At the end of 2018 I was anxious and depressed. Not at all a good combination. I felt like I had no clue where my life (and business) were going. I found that I wasn’t truly passionate about anything. And with that, I just consumed myself with the one thing I knew I was good at -- working. This lead to an immense amount of burnout. In December I wanted to throw away everything, move back home, and honestly bum it out until I figured what was next. Even when I tried to block these thoughts out and throw myself back into my work I couldn’t. I was producing half-ass shit that only sent me spiraling down further.

“There’s a difference between blaming someone else for
your situation and that person’s actually being
responsible for your situation. Nobody else is ever responsible for your situation but you. Many people may be to blame for your unhappiness, but nobody is ever responsible for your unhappiness but you. This is because you always get to choose how you see things, how you react to things, how you value things.”

That’s the part of the book that literally grabbed me by my toenails and edges and flung me back up to reality. It sat me down in front of the mirror and forced me to confront past and present behaviors. It looked me dead in my eye as I said the words “I’m responsible” and watched what felt like thousand-pound weights remove themselves from my shoulders. It watched me get my posture, my swag, my mojo back.

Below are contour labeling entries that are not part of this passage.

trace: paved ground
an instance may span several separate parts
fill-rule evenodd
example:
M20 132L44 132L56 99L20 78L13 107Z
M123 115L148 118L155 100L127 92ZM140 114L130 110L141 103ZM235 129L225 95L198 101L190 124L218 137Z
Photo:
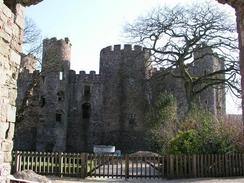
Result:
M226 179L177 179L177 180L152 180L152 179L72 179L72 178L56 178L50 177L53 183L105 183L105 182L113 182L113 183L244 183L244 178L226 178Z

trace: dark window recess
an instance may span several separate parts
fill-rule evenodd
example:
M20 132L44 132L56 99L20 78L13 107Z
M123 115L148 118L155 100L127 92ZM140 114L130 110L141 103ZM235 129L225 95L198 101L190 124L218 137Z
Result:
M48 143L45 147L45 151L46 152L53 152L53 147L54 147L53 143Z
M56 121L61 122L62 121L62 114L56 113Z
M129 125L136 126L136 115L129 114Z
M58 101L63 101L64 100L64 92L63 91L59 91L57 93L58 96Z
M91 113L91 105L89 103L84 103L82 105L82 118L89 119Z
M84 96L85 97L88 97L88 96L90 96L91 95L91 87L90 86L85 86L84 87Z
M41 96L41 99L40 99L40 106L41 106L41 107L44 107L45 104L46 104L46 99L45 99L45 97Z
M16 0L4 0L3 2L13 13L16 12Z

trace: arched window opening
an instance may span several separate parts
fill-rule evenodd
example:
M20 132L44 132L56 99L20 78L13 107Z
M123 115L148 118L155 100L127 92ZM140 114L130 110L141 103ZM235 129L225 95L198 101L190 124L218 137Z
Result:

Now that I’ve admitted I’m 99% responsible for everything that happens to me -- erring on the side of caution and also admitting that 1% of life may actually be out of our control -- I’m back in control. And, I’m committed to…well…to life.

So, how exactly am I going to take responsibility? I’m committing to 3 things.

  1. Focus
    I can attribute a vast amount of my lack of self worth to an even higher lack of focus. You can’t be everything to everybody. That’s actually one of the first things I learned when I started my career in advertising. Thinking this was just something to say to brands and clients, I didn’t realize that it also transferred to my personal life. Like many people, I have the urge and the addictive need to always start something new. What’s my thing? And because of this, I often have some really good ideas that I don’t give enough time to and shitty ideas that I give too much time to. This year, I’ll dive deeper into three aspects of my life: Mimconnect, Netta as a brand, and one passion project.

  2. Wholeness
    There aren’t infinite Nettas. There’s one and she embodies a variety of different traits. The world can no longer have bits and pieces. And I don’t care if my words upset you, because there’s truth in them. Or if you feel threatened, that’s your insecurity not mine and I won’t harbor your feelings. Or if you think someone running a startup should act this way, I hate hustle porn so STFU! There are many life gurus who will tell you in order to live a healthy life you must do 100 things a day that they likely don’t even do. So, I’m focused on always showing up whole (whatever that means for Netta) and committing to giving the day my all. No timidity. No uncertainty. If I’m here, I’m here for a reason and I’m devoted to figuring that reason out.

  3. Understanding
    The most valuable trait you can possess is the art of understanding. It’s something that now, as a 26-year-old woman, I’m finally getting the grasp of. I studied Psychology in College, so you’d think I’d understand the ins and outs of how people think and behave, but like most things, you don’t get a real sense of what this entails until you’re actually in the real world. Working and conversing with so many different people has allowed me to really comprehend the idea of understanding. Everybody has different perspectives, and everybody is not always right, but that doesn’t mean that they’re wrong either. There are bits and pieces of truth to everything someone says. I’ve started to not take conversations and actions at a surface level and focus more on what the person actually said or did and why. Sometimes it points back to something I did or said -- something I need to take responsibility for -- other times it revolves around things that happen in their personal lives that are beyond my control. But understanding that it’s not all about me, and having those real conversations that bring us to a middle ground where we can get to the root cause of the issue has been so beneficial to my personal and professional life.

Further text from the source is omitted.